Telegrams and letters went back and forth between Singapore and Hong Kong as Percy tried to keep
them in touch with each possibility. Sometimes it just seemed possible that this house or that one
might be the one, but each time it ended in disappointment. Then one day, after a morning spent
looking at more houses for sale, he received a telegram from Roland Butler saying that HQ staff had
had a meeting and felt that, since buying a house was proving so difficult, it might be that the Lord
was trying to tell us we should be renting and not buying. Up to that time all the houses offered to
Percy had been for sale, and his immediate reaction to the telegram was that renting would be doubly
difficult. He sat down to write to Roland and was still writing, when he was called out to look at yet
another house. “For the first time since I have been here,” his revised letter said, “I was told it was
for rent, and this soon after receiving your telegram this morning about renting!” His letter went on
to give all the details of a twenty bedroom boarding house at 33 Chancery Lane, which not only had
all the conveniences they needed, but also was fully furnished with good teakwood furniture that the
owners were prepared to sell to the CIM at a reasonable price. If we wanted to take over the
crockery, cutlery and kitchenware also, we would have sufficient for fifty people at a very nominal
price. It was all exactly what we needed and, in a couple of days, Roland flew over from Hong Kong
to see it for himself. “The outcome is,” Percy wrote to us in Sydney, “that we have handed the
matter over to a lawyer, and I hope in a few days time we shall know whether we can go through
with the deal or not. If it is of the Lord, then it will be ours to rent. Roland has now gone back to
Hong Kong and left it in my hands, and I have a Mission cheque in my attaché case ready to be paid
out.”

Everything went through satisfactorily and Percy proposed that until the present occupants of the
house, who had been given notice, moved out, he and Hayden Mellsop should move into the
furnished “garage” at the back just to be on the spot and to take possession as soon as possible. His
letter, written on 19 April 1952 was headed “33 Chancery Lane” and he commented,

“I guess I am the first to be able to put the new Mission address at the top of my letter. Don’t think
in terms of a big building such as you would have in Australia with nice thick walls. Over here,
where we need all the fresh air possible, the rooms are only divided by a partition which does not
reach the ceiling, so that the air can circulate. When two people want to have an argument in the
‘privacy’ of their bedroom, everybody else in the house can hear them.”

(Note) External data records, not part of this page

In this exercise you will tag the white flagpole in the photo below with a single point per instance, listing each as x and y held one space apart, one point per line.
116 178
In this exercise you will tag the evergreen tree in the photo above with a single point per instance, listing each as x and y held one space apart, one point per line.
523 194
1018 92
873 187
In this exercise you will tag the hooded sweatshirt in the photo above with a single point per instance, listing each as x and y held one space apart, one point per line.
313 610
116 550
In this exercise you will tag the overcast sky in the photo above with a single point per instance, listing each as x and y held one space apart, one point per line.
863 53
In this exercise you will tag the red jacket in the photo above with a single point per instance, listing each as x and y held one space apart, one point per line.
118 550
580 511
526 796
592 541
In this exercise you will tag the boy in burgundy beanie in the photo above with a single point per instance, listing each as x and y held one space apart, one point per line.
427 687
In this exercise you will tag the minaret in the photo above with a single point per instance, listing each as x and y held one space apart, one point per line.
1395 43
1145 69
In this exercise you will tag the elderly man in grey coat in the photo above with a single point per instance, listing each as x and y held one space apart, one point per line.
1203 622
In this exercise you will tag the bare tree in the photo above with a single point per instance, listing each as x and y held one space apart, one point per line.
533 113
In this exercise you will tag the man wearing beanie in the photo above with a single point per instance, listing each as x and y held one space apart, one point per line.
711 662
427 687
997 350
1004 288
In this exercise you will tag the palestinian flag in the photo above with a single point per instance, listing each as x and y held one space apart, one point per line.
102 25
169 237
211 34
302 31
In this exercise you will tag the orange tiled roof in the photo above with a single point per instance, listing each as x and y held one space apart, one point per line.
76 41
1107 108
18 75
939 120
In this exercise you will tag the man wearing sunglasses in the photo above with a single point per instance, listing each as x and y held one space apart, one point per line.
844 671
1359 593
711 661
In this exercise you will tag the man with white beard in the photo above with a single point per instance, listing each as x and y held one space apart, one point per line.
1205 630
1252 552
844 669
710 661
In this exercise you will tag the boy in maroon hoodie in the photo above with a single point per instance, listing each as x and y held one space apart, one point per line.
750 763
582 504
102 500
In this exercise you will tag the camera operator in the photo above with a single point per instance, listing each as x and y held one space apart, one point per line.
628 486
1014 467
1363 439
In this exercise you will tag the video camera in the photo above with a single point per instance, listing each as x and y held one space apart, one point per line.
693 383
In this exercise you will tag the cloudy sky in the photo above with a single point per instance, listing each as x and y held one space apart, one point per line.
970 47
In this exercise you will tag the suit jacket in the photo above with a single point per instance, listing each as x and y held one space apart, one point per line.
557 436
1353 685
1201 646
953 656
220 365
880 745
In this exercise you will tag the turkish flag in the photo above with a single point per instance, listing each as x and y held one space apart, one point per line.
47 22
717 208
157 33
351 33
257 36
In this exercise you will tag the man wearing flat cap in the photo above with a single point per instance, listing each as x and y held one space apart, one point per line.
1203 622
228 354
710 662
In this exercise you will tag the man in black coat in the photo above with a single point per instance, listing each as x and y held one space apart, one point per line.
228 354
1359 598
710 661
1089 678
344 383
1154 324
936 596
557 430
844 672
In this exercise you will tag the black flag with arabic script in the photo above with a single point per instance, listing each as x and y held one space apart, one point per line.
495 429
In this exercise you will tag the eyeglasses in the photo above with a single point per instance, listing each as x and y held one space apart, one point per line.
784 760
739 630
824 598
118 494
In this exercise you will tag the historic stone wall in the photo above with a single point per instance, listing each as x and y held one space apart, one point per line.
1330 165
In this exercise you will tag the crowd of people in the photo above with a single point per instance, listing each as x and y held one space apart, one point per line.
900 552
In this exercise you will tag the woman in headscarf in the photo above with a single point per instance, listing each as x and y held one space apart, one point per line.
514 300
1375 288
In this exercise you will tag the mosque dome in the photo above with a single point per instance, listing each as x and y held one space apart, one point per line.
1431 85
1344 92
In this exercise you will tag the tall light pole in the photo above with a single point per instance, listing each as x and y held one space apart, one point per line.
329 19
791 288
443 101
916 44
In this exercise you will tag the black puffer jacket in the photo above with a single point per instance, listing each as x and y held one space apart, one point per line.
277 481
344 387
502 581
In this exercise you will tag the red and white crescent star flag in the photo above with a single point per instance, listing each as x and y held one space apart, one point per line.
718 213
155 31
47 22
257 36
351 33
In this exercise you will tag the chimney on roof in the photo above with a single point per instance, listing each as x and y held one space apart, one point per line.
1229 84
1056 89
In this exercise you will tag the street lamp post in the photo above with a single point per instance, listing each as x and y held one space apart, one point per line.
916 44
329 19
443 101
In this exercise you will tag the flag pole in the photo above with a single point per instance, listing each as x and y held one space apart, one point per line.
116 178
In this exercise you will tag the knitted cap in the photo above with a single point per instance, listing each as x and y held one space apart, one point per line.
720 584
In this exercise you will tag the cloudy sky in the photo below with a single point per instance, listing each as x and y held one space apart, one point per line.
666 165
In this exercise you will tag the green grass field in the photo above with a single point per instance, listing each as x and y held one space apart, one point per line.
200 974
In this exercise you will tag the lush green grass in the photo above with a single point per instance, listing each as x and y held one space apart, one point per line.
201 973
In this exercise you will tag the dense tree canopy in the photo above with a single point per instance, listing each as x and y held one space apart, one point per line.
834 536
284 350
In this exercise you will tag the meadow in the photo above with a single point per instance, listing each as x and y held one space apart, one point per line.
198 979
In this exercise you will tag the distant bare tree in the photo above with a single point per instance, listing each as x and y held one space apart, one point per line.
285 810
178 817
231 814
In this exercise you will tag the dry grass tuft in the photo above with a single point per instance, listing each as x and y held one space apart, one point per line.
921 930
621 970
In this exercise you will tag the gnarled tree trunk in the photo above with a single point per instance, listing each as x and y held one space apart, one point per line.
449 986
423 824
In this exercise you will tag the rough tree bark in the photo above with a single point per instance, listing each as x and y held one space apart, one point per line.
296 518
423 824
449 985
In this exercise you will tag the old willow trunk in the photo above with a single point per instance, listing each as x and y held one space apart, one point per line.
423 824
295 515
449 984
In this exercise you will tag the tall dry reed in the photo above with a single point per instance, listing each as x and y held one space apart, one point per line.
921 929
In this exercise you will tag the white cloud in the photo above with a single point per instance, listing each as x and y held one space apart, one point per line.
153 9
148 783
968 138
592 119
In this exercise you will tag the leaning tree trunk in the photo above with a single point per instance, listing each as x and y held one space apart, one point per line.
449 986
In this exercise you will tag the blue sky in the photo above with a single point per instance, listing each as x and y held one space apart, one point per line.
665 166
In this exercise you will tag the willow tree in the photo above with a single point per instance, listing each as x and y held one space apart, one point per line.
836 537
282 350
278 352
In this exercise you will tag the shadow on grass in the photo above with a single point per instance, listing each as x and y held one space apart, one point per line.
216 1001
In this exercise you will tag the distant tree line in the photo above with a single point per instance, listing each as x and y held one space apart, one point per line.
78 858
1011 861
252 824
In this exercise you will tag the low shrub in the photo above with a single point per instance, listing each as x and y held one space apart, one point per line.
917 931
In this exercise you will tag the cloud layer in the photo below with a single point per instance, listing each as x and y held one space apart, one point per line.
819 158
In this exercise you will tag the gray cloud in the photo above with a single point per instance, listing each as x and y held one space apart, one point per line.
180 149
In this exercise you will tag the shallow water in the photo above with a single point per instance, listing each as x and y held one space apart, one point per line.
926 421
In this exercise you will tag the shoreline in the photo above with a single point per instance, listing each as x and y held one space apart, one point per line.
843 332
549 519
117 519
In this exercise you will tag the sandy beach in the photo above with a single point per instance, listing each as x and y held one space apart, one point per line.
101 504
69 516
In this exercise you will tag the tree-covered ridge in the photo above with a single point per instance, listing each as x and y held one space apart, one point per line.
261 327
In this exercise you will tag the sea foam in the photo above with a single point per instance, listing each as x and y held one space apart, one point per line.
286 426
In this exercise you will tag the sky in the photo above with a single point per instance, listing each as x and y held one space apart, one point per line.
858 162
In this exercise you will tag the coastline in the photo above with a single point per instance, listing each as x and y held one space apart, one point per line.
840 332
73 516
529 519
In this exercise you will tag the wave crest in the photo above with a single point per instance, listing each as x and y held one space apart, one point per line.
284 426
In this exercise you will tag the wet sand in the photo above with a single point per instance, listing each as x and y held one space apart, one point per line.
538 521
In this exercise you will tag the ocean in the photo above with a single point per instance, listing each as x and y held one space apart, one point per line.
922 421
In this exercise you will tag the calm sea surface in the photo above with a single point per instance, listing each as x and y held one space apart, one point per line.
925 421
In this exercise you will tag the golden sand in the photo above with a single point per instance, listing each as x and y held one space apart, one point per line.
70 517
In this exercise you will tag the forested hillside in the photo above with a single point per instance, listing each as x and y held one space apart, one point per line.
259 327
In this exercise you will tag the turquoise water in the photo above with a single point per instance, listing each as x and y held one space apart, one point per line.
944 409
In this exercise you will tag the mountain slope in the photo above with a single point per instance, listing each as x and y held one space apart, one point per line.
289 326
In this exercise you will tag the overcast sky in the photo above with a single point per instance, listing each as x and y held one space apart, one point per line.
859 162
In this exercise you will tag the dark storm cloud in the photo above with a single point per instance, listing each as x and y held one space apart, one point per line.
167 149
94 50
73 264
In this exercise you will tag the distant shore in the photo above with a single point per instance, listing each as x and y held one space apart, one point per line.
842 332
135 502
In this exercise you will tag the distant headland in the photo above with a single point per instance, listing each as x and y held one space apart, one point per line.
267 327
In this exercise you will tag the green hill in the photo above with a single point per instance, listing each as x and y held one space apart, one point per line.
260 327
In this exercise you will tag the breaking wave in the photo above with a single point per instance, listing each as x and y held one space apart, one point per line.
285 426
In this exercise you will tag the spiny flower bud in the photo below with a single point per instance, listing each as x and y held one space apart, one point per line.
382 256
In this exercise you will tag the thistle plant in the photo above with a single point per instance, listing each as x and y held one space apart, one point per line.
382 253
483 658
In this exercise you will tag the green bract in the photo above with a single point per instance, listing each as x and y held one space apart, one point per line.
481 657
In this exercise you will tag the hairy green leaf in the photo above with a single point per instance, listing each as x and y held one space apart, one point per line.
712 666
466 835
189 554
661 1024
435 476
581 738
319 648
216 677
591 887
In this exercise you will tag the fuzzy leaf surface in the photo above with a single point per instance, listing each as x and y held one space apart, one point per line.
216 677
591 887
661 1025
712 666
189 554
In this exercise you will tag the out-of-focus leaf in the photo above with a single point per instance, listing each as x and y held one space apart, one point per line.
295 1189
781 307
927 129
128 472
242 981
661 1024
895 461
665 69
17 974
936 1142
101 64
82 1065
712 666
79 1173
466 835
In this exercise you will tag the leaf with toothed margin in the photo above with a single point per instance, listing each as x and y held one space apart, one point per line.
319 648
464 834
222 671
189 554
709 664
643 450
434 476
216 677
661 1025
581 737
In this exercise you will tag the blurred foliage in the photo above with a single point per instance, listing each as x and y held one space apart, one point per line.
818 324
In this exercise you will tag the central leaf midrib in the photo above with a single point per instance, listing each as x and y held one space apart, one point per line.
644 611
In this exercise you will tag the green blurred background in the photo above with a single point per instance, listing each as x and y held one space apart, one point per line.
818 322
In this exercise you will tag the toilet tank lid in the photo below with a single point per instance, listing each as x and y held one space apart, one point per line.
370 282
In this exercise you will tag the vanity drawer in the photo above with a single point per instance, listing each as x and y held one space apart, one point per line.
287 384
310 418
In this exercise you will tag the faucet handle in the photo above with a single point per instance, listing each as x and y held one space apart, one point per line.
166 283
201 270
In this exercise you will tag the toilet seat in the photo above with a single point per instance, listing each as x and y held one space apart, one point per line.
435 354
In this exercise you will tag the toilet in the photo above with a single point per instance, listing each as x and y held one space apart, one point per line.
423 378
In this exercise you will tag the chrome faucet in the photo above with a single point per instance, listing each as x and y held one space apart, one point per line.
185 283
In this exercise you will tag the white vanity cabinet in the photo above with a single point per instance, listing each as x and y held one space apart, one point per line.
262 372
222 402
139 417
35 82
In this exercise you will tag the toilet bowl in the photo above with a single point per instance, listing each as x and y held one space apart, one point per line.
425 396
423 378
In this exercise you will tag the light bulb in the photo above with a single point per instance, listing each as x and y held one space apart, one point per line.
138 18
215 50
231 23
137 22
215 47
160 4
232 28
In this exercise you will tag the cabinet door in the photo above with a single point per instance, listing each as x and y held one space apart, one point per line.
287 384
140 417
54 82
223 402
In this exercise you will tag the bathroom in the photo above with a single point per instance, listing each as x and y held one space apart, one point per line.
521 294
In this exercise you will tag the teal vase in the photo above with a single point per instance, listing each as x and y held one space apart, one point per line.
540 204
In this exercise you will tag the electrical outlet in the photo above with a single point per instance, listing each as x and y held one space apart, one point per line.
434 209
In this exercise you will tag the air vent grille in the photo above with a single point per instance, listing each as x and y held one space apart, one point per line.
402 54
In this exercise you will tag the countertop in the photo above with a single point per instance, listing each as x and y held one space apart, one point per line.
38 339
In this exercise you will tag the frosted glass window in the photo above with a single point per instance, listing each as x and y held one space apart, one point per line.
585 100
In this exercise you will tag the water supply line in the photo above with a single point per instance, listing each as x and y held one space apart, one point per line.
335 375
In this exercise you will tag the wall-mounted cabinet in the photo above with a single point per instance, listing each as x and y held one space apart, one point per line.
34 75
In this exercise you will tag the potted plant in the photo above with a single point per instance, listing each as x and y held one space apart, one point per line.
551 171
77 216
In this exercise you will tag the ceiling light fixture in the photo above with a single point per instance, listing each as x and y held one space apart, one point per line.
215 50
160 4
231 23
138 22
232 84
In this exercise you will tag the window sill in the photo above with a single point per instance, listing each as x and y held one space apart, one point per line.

House hunting was not Percy’s only task in Singapore as new workers were arriving for work in the
villages of Malaya and he needed to make constant trips to find the right village for them and
suitable accommodation in which they could live. It was a constant delight to him, when he found a
village where the Gospel had never been preached, and he could put up a Gospel poster in the main
street and try to get over the message of salvation in either Mandarin or English, sometimes finding
somebody who knew enough of either to be able to interpret into the local dialect. Often he made
two or three trips to the same village before he felt ready to take the new workers to settle there. He
found himself beginning to be recognised by some of the people and wa startled one day to hear
small boys calling to each other in Chinese, “Jesus is coming!” At least they connected him with the
One he represented, however unworthy he felt at being called by that Name.

In Scudai there was a need for less cramped quarters, and in Serdang near Kuala Lumpur, a village
which had seemed a strategic centre when Hayden and Mr. Butler visited it earlier in 1951, a
decision now had to be made as to whether they should build there or not, as renting seemed
impossible. All this meant long trips away from Singapore.